Cheese could be the reason why the French eat more fat but don't get heart disease
On average, the French eat more saturated fat than the World Health Organization says is good for them. They also ate more cheese, which can be high in saturated fat, than any other country in the world in 2014.
Since higher saturated fat intake usually correlates with greater death rates from coronary heart disease, the numbers predict the French should die from coronary heart disease more often then they do.
In reality, France has low rates of death from coronary heart disease, a phenomenon known as "the French paradox." It basically looks like the French can munch on fatty and salty cheese all they want without negative health impacts.
The French propensity to enjoy wine frequently is a popular explanation of this apparent contradiction. But a new paper in the Journal of Agricultural and Food Chemistry suggests another aspect of the French diet that may play a role in the paradox: all that cheese.
The scientists behind this paper analyzed data from a small study published in the American Journal of Clinical Nutrition in 2014. That study found that people who ate a diet for two weeks containing saturated fats from milk and cheese didn't have as high blood cholesterol as those who ate the same amount of saturated fats from butter instead of cheese. (High blood cholesterol is linked to heart disease, so is used to approximate risk of heart disease in short-term studies.)

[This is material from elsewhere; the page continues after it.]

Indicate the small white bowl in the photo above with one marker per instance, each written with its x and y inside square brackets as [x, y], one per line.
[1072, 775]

The authors of the new paper analyzed urine and feces samples collected during the initial experiment to see if the products of digestion - the compounds the body produces when breaking down food - were different for the groups that ate milk and cheese versus the group that ate butter. They thought that somehow the type of food eaten may have impacted how it was used and broken down by the body.
Interestingly, they found that the cheese group's urine had lower levels of a compound called trimethylamine N-oxide, which has been identified as a potential indicator of cardiovascular disease. The cheese group also had more of a molecule called butyrate and other short chain fatty acids in its feces. Higher butyrate levels corresponded to lower cholesterol, the researchers found, which they hypothesized might happen because butyrate stops cholesterol from forming in the body.
While these differences can't be directly linked to cheese eating, the researchers think that cheese and potentially other milk products could influence the activity of bacteria that live in the gut, possibly encouraging the ones that are good for your cholesterol levels.
Granted, these results are preliminary and the researchers note more research is needed to find out exactly what the link is between cheese eating and cholesterol levels. The experiment was also tiny, done on only 15 participants, all men.
But it's another reason to keep on loving cheese, if you needed one.